Tuesday, June 12, 2018

Independence Nay~

Funny how I always thought that Independence Day was a symbol for freedom and love with each other. June 12, 2018, my parents are fighting again, with the three of us in between. They decided to improve the garden shelves but ended up quarreling at the payment for them, my dad is currently jobless due to his early retirement and that leaves with my mom nagging about the money.

With us stuck in between their quarrels, not understanding how horrible it may feel towards us. All the bickering thrown back and forth causes stress levels higher than usual. Today I am unable to eat due to the tense atmosphere surrounding around my parents so ignoring the statement of my doctor to avoid fasting, I am currently on my room shouting within the top of my lungs, though it isn't your normal voice loud shouting. I am shouting through my texts, I am voicing my inner pain through these words I use, cause I don't want to cause trouble, nor do I want to cause grief, I want to protect my siblings, I don't want them to experience what a broken family feels like, but my parents' actions opposes so.

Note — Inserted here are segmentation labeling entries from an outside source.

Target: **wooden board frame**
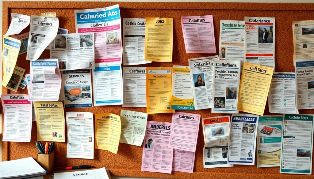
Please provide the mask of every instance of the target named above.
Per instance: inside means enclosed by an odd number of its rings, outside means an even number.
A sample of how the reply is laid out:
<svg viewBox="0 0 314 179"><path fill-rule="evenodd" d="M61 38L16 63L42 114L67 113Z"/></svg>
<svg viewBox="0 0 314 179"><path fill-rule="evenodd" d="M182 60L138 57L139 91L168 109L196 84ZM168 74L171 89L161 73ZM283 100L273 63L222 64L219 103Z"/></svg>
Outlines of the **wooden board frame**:
<svg viewBox="0 0 314 179"><path fill-rule="evenodd" d="M69 29L69 33L75 33L74 11L75 10L107 7L118 3L122 18L145 18L146 17L174 18L173 60L172 62L158 63L139 66L171 66L173 65L188 66L187 59L206 56L213 54L187 54L181 27L181 16L213 15L216 45L218 49L219 22L221 19L243 20L244 16L274 17L276 20L275 65L276 71L294 71L293 65L293 45L292 32L292 21L313 20L314 4L299 3L164 3L116 2L3 2L3 34L7 30L11 21L10 13L19 13L29 15L39 15L41 12L56 12L60 27ZM68 13L67 14L67 13ZM29 27L22 33L28 32ZM217 52L217 53L218 53ZM41 58L49 57L49 50L45 50ZM17 65L29 73L29 62L26 61L26 54L19 55ZM3 74L2 76L3 76ZM15 93L2 87L3 94ZM27 90L19 89L17 93L27 94ZM119 115L121 106L95 107L91 108L66 109L66 111L92 112L95 113L111 112ZM145 112L143 108L124 108L124 109ZM314 113L314 110L300 110L300 113ZM200 114L202 118L223 115L212 114L210 110L183 111ZM267 105L264 115L270 115ZM276 115L276 114L273 114ZM171 114L149 115L149 120L171 122ZM36 131L36 123L33 123L31 142L22 143L3 142L3 161L24 157L35 157L35 147ZM142 148L120 143L116 155L105 150L95 150L95 159L88 160L67 158L66 142L56 145L56 166L79 165L93 165L96 167L108 168L115 176L176 178L313 178L313 174L306 176L280 174L278 167L257 168L255 166L235 165L233 167L203 168L202 151L204 145L202 128L199 132L196 150L194 172L190 174L173 172L171 174L143 172L141 171ZM314 163L314 162L313 162ZM313 166L313 165L312 165ZM312 166L312 171L314 167ZM313 172L312 173L313 173Z"/></svg>

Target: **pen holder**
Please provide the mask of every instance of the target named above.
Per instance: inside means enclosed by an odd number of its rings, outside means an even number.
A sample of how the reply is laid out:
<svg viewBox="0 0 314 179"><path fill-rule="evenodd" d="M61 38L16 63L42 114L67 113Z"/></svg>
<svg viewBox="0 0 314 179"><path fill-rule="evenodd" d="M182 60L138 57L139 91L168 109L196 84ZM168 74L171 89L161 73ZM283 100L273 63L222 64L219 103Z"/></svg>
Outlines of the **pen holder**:
<svg viewBox="0 0 314 179"><path fill-rule="evenodd" d="M47 174L50 173L53 170L54 161L54 150L49 154L37 154L37 162L47 171Z"/></svg>

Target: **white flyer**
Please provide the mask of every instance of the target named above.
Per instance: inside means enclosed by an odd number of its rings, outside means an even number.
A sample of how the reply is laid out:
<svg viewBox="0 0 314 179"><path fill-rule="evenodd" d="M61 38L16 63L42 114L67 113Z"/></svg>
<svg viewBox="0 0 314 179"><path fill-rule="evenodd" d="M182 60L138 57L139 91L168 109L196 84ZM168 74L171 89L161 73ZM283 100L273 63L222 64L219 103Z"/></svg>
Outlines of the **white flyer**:
<svg viewBox="0 0 314 179"><path fill-rule="evenodd" d="M30 22L30 17L23 14L11 13L11 24L5 36L19 34L28 26Z"/></svg>
<svg viewBox="0 0 314 179"><path fill-rule="evenodd" d="M32 15L26 59L34 61L39 58L52 41L58 32L58 18L45 18Z"/></svg>
<svg viewBox="0 0 314 179"><path fill-rule="evenodd" d="M67 112L67 157L94 159L93 113Z"/></svg>
<svg viewBox="0 0 314 179"><path fill-rule="evenodd" d="M284 114L280 173L312 174L313 114Z"/></svg>
<svg viewBox="0 0 314 179"><path fill-rule="evenodd" d="M29 32L26 32L13 37L13 38L21 40L21 47L20 48L20 51L19 52L19 55L26 53L26 51L27 50L28 37L29 35Z"/></svg>
<svg viewBox="0 0 314 179"><path fill-rule="evenodd" d="M55 173L54 179L109 179L104 168L84 171Z"/></svg>
<svg viewBox="0 0 314 179"><path fill-rule="evenodd" d="M120 116L120 142L141 146L145 135L147 114L122 110Z"/></svg>
<svg viewBox="0 0 314 179"><path fill-rule="evenodd" d="M314 60L295 61L296 103L298 109L314 108Z"/></svg>
<svg viewBox="0 0 314 179"><path fill-rule="evenodd" d="M74 13L76 33L95 32L95 62L121 63L123 49L119 4Z"/></svg>
<svg viewBox="0 0 314 179"><path fill-rule="evenodd" d="M92 108L90 70L62 71L62 73L64 108Z"/></svg>
<svg viewBox="0 0 314 179"><path fill-rule="evenodd" d="M123 18L123 65L151 63L145 60L145 18Z"/></svg>
<svg viewBox="0 0 314 179"><path fill-rule="evenodd" d="M27 92L28 95L30 95L30 74L25 74L25 78L26 79L26 86L27 88ZM31 102L32 103L32 121L33 122L36 121L36 113L35 113L36 111L35 110L35 106L34 106L34 102L33 101Z"/></svg>
<svg viewBox="0 0 314 179"><path fill-rule="evenodd" d="M218 55L189 59L195 110L212 108L214 61Z"/></svg>
<svg viewBox="0 0 314 179"><path fill-rule="evenodd" d="M241 62L215 60L214 63L212 113L238 113Z"/></svg>
<svg viewBox="0 0 314 179"><path fill-rule="evenodd" d="M146 108L146 67L123 66L122 107Z"/></svg>
<svg viewBox="0 0 314 179"><path fill-rule="evenodd" d="M231 116L228 164L254 165L258 117L249 114Z"/></svg>
<svg viewBox="0 0 314 179"><path fill-rule="evenodd" d="M269 112L282 114L298 114L295 104L295 77L292 72L274 72L269 92Z"/></svg>
<svg viewBox="0 0 314 179"><path fill-rule="evenodd" d="M219 59L244 62L244 21L220 20Z"/></svg>
<svg viewBox="0 0 314 179"><path fill-rule="evenodd" d="M275 18L245 17L245 61L275 69Z"/></svg>
<svg viewBox="0 0 314 179"><path fill-rule="evenodd" d="M202 121L205 142L203 149L204 168L233 166L227 162L230 116L203 118Z"/></svg>
<svg viewBox="0 0 314 179"><path fill-rule="evenodd" d="M94 106L122 103L123 84L120 63L96 63L93 70Z"/></svg>
<svg viewBox="0 0 314 179"><path fill-rule="evenodd" d="M282 116L259 117L257 144L257 167L280 165L283 121Z"/></svg>
<svg viewBox="0 0 314 179"><path fill-rule="evenodd" d="M50 58L59 60L60 70L94 69L94 33L57 35L50 44Z"/></svg>
<svg viewBox="0 0 314 179"><path fill-rule="evenodd" d="M41 59L30 63L30 100L58 101L61 86L58 59Z"/></svg>
<svg viewBox="0 0 314 179"><path fill-rule="evenodd" d="M30 142L32 106L28 95L1 96L4 116L3 141Z"/></svg>

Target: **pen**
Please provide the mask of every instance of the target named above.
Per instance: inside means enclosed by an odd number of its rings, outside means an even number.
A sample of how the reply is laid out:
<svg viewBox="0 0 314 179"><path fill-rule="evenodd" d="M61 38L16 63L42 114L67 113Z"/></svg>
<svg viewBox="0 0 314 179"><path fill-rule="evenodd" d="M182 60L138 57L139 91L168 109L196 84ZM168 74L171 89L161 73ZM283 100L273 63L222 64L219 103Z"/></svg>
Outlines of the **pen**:
<svg viewBox="0 0 314 179"><path fill-rule="evenodd" d="M37 149L38 149L38 151L39 151L39 153L41 154L43 154L44 152L43 151L41 150L41 148L40 146L38 144L38 142L37 142L37 141L35 140L35 142L36 143L36 147L37 147Z"/></svg>
<svg viewBox="0 0 314 179"><path fill-rule="evenodd" d="M80 165L79 166L68 166L66 167L65 169L66 170L76 170L77 169L88 169L94 167L92 165Z"/></svg>
<svg viewBox="0 0 314 179"><path fill-rule="evenodd" d="M49 142L46 142L46 145L45 145L45 154L48 154L48 143Z"/></svg>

It is mortifying how I always notice these sudden dark atmosphere my parents emit these days. It's horrifying knowing full well that any time they might decide to pack up and leave, then they won't even think of looking back at what they might leave on. I really truly want to tell them to stop and talk it out, I want them to listen to my opinion about it. I want them to at least think for a moment how hurtful it is to hear our bond breaking to tiny million pieces.

Funny how I once thought that there are things money cannot buy, funny how I always oppose those cartoon villains that state money controls all. Now I realize how fragile money can make a person. How money can actually affect people's lives, How a single mention of money can turn my once happy home to a horrifying dead end.

With these intentions, I wish many things, I wish they can hear me now. I wish they could understand, I wish they can see, I wish they can feel before everything is too late. I have realized some things lately, how powerful my words are, I don't want to leave my siblings in pain and sorrow, I don't want to leave them vulnerable and no shelter to the harshness of life. I wish I can act fast as I write, I know my body and little by little I might come to the end. Like how I have wished it for. I want to settle my siblings before I go. I want them to be happy before everything else.